Yeah, anything on that link is safe though. If you buy them from a local plant shop you'll need to change the soil and wash the roots as the fertilizers will kill your frogs!


----------



## darrensimps (Aug 16, 2009)

i know nothing about plants n planting them!! i have a block of that komodo tropical terrain, will that allow these plants to live? 

and r any Bromeliads ok to plant in there?





u must get this allll th time!!


----------



## darrensimps (Aug 16, 2009)

p.s
and ive read about orchids aswell?? r they safe, as they look amazing


----------



## Morgan Freeman (Jan 14, 2009)

I don't even have darts, have spent months and months researching though! :lol2:

Yeah that will work, you'll need to add a drainage layer though or it will become waterlogged. I use hydroleca, a layer of weed control fabric and then eco earth (same thing as yours really) mixed with some orchid bark. 

Mke sure you have enough lighting for the plants to grow aswell, I messed this up the first time!

Never tried to grow Orchids! They are safe I believe, not sure if they all are.

Take a look at my peacock tree frog viv for an idea of how to plant, there's also a thread by Chondro13 "How to build a dart frog viv" or something like that. Much better than mine!

If you have time www.dendroboard.com lods of dart info.

Hope that helps!


----------



## 955i (Aug 17, 2007)

Coco panel is quite effective but will break up over time as the plant roots grow into it. Coco fibre panels work well too and don't disintegrate as quickly. Easiest way to attach plants is with wooden cocktail sticks broken in two and crossed over to hold the plant in place.

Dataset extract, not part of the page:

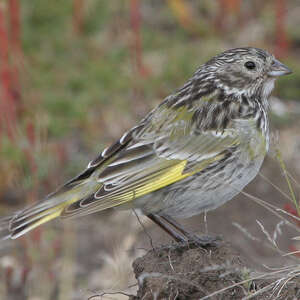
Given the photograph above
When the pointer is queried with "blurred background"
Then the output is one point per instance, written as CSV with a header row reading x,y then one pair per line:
x,y
74,75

Planting will depend on what you like and also on what species you keep (i.e more terrestrial or arboreal) although most darts will use the whole viv if they can. Most plants will be fine for the frogs, it is more a case of will they stand the heat and humidity!

For plants I would highly recommend these guys. The range of plants is amazing and the quality is better than anything you will get in this country E.N.T. Terrarientechnik


----------



## Morgan Freeman (Jan 14, 2009)

955i said:


> For plants I would highly recommend these guys. The range of plants is amazing and the quality is better than anything you will get in this country E.N.T. Terrarientechnik


Man you've just cost me a lot of money.


----------



## Horsfield (Oct 1, 2008)

I have coco panels in my dart frog viv. They help keep humidity up and are good for putting plants in you can also get coco pots which are good.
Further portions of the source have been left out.